Inspired by Israel’s victory in the Six-Day War in 1967 and by the attempt by a group of Soviet Jews to commandeer a small plane at the Leningrad airport and fly it to Israel (which she heard about on a radio she had gotten as a birthday present from her sister, Ilena), she, her sister, her brother-in-law and her nephew applied for visas and began learning Hebrew.
She was charged with “malicious hooliganism” for her protests in the late 1970s, fired for being a threat to Soviet security and sent to Siberia, where she worked for nearly four years as a night watchman at a truck depot.
“Without prison,” she wrote to her sister, “I will not gain freedom.”
When her exile ended, she was not permitted to return to Moscow. She resettled in the relatively remote city of Bender, in Moldova.
Ms. Nudel was in her mid-50s when she joined her sister, who with her family had been granted an exit visa in 1972. She originally lived in a rural settlement, then moved to Rehovot to be closer to sister. It was there that she founded the organization Mother to Mother to support single mothers who immigrated to Israel from the Soviet Union with their children.

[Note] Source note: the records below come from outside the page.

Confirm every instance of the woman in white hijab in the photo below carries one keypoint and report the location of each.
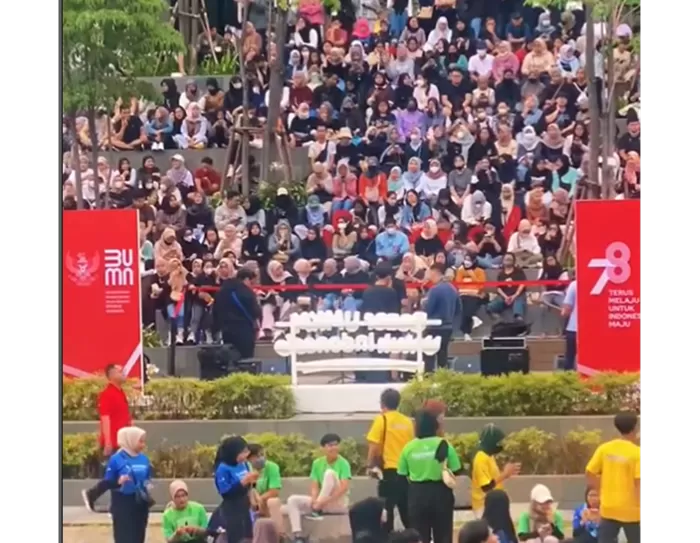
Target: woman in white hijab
(129, 472)
(440, 32)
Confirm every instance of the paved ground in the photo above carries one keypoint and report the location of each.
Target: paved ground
(81, 526)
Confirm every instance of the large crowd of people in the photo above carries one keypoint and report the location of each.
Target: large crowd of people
(415, 467)
(436, 134)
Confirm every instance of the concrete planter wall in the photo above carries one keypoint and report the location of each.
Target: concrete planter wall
(568, 490)
(189, 432)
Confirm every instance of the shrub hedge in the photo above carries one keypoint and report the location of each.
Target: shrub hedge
(244, 396)
(539, 452)
(519, 395)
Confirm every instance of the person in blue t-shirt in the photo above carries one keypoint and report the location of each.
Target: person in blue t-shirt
(129, 475)
(233, 479)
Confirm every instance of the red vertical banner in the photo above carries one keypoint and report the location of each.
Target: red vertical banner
(101, 292)
(609, 285)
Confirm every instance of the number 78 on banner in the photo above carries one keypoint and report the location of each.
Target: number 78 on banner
(615, 266)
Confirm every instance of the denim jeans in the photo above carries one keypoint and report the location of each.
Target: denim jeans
(498, 305)
(397, 22)
(179, 318)
(344, 205)
(489, 261)
(570, 352)
(476, 26)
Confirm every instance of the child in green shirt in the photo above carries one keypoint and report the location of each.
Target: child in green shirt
(184, 520)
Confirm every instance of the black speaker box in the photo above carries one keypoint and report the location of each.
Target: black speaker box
(505, 361)
(509, 329)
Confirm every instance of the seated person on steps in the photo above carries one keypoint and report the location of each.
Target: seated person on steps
(330, 482)
(265, 495)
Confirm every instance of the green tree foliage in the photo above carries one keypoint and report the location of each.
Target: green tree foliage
(102, 40)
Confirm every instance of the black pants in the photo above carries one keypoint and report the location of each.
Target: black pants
(243, 340)
(129, 518)
(394, 489)
(235, 514)
(470, 305)
(439, 359)
(610, 529)
(570, 353)
(431, 511)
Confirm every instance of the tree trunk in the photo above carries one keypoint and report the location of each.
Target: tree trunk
(110, 156)
(95, 151)
(75, 155)
(244, 135)
(276, 84)
(608, 112)
(594, 106)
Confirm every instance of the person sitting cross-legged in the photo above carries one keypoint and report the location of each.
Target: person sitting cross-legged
(330, 480)
(266, 493)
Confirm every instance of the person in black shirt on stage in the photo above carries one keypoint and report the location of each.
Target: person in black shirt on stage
(379, 298)
(236, 313)
(509, 296)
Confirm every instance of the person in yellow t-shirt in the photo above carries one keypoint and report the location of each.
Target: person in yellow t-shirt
(389, 433)
(485, 472)
(616, 469)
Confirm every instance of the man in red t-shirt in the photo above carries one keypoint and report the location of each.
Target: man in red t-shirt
(113, 407)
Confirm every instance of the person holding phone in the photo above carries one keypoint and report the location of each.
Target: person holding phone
(184, 520)
(542, 523)
(129, 475)
(486, 475)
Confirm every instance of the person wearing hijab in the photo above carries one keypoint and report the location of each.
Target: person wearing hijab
(475, 209)
(486, 475)
(129, 474)
(313, 248)
(430, 500)
(497, 514)
(433, 181)
(414, 212)
(471, 297)
(233, 479)
(254, 246)
(184, 520)
(440, 32)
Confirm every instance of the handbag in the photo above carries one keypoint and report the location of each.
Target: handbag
(378, 462)
(448, 478)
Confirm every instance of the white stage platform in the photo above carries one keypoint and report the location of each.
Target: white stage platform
(340, 397)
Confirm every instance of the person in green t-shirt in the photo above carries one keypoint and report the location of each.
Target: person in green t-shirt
(542, 523)
(184, 520)
(430, 500)
(330, 487)
(267, 488)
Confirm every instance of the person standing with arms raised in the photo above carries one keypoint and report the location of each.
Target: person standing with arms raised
(388, 435)
(113, 408)
(616, 471)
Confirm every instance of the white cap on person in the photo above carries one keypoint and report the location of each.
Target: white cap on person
(541, 494)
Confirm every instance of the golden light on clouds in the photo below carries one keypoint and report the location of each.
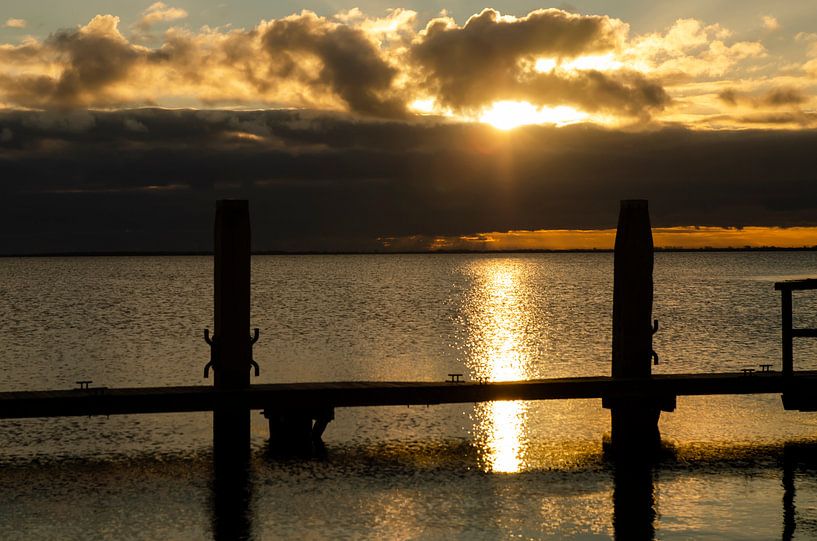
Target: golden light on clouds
(546, 67)
(603, 239)
(506, 115)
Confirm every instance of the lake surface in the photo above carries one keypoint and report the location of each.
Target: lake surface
(736, 467)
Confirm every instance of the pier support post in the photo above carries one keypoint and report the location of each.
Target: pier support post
(231, 296)
(634, 421)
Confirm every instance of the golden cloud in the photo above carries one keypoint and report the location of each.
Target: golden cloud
(548, 60)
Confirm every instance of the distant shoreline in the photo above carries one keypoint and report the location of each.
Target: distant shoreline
(415, 252)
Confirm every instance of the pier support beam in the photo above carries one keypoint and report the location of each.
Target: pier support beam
(231, 341)
(298, 432)
(634, 421)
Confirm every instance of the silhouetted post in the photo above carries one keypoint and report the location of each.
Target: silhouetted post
(232, 361)
(634, 426)
(786, 324)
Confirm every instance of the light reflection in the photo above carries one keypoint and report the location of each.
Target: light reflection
(497, 321)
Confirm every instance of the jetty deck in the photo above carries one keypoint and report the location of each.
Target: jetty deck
(293, 396)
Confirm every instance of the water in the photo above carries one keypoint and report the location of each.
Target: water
(737, 467)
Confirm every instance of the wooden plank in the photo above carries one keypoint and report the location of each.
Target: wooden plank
(360, 394)
(790, 285)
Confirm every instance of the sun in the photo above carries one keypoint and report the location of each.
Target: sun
(506, 115)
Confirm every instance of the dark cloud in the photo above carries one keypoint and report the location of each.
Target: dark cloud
(776, 97)
(350, 64)
(317, 181)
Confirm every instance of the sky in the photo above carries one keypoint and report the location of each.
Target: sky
(374, 126)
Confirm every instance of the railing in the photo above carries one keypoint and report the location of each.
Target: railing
(788, 331)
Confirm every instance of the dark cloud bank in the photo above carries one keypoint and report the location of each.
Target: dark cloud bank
(147, 179)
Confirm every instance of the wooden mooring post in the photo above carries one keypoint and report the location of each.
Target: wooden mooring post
(231, 345)
(634, 421)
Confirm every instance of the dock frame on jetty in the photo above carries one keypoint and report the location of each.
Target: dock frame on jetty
(299, 412)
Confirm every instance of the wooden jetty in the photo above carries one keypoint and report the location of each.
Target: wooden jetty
(662, 390)
(299, 412)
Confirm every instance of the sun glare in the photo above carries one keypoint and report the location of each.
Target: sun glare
(506, 115)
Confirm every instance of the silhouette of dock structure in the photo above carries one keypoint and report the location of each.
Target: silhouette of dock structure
(662, 388)
(298, 413)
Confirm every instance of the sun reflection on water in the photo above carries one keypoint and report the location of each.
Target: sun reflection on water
(497, 321)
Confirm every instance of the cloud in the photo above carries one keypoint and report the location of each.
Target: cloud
(93, 58)
(379, 67)
(15, 23)
(159, 12)
(776, 97)
(456, 62)
(770, 23)
(146, 179)
(348, 63)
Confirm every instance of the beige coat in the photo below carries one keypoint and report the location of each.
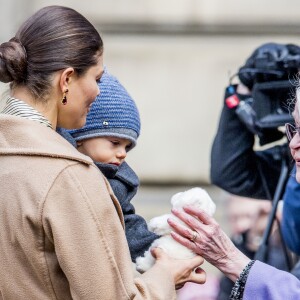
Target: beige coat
(61, 228)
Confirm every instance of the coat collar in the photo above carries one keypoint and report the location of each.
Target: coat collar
(19, 136)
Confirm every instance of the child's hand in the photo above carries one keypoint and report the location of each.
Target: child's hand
(182, 270)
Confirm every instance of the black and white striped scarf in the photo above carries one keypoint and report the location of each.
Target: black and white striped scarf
(16, 107)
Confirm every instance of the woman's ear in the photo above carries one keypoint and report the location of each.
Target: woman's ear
(65, 78)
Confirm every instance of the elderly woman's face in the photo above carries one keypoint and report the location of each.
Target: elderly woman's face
(295, 142)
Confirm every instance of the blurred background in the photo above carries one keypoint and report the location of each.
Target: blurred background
(175, 59)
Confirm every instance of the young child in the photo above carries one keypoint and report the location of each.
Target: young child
(111, 130)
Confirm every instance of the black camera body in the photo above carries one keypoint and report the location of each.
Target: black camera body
(270, 74)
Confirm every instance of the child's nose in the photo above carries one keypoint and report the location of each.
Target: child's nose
(121, 154)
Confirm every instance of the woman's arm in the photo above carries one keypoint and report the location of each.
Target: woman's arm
(86, 244)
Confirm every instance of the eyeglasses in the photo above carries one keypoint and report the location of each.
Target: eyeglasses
(291, 130)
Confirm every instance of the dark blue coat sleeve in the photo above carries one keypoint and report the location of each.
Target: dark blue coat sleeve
(138, 236)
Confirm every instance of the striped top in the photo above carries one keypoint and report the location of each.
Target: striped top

Information on survivors was not immediately available.
Mrs. Nudel also vociferously protested the Israeli government’s decision to withdraw from Gaza, in effect ceding internal control to the militant Islamic Palestinian organization Hamas. And she opposed visitation and other rights for Hamas and Hezbollah prisoners in Israel unless reciprocal rights were granted to captured Israeli soldiers.
When she was fired from her job in Moscow, Ms. Nudel was careful in court not to disparage the Soviet Union when she described her attraction to Israel.
“I was born here and lived here for 40 years, and you can’t deprive me of my childhood, youth or adulthood,” she wrote of Russia in her memoir. “But I am also part of another land, which is the dream of my people — an ancient, wise and furious people with a martyr’s fate.”
She elaborated in 1987, when she first landed in Tel Aviv, accompanied by her pet collie. “For me it is the moment,” she said. “It is the moment of my life. I am at home. I am on the soil of my people. Now I am an absolutely free person among my own people.”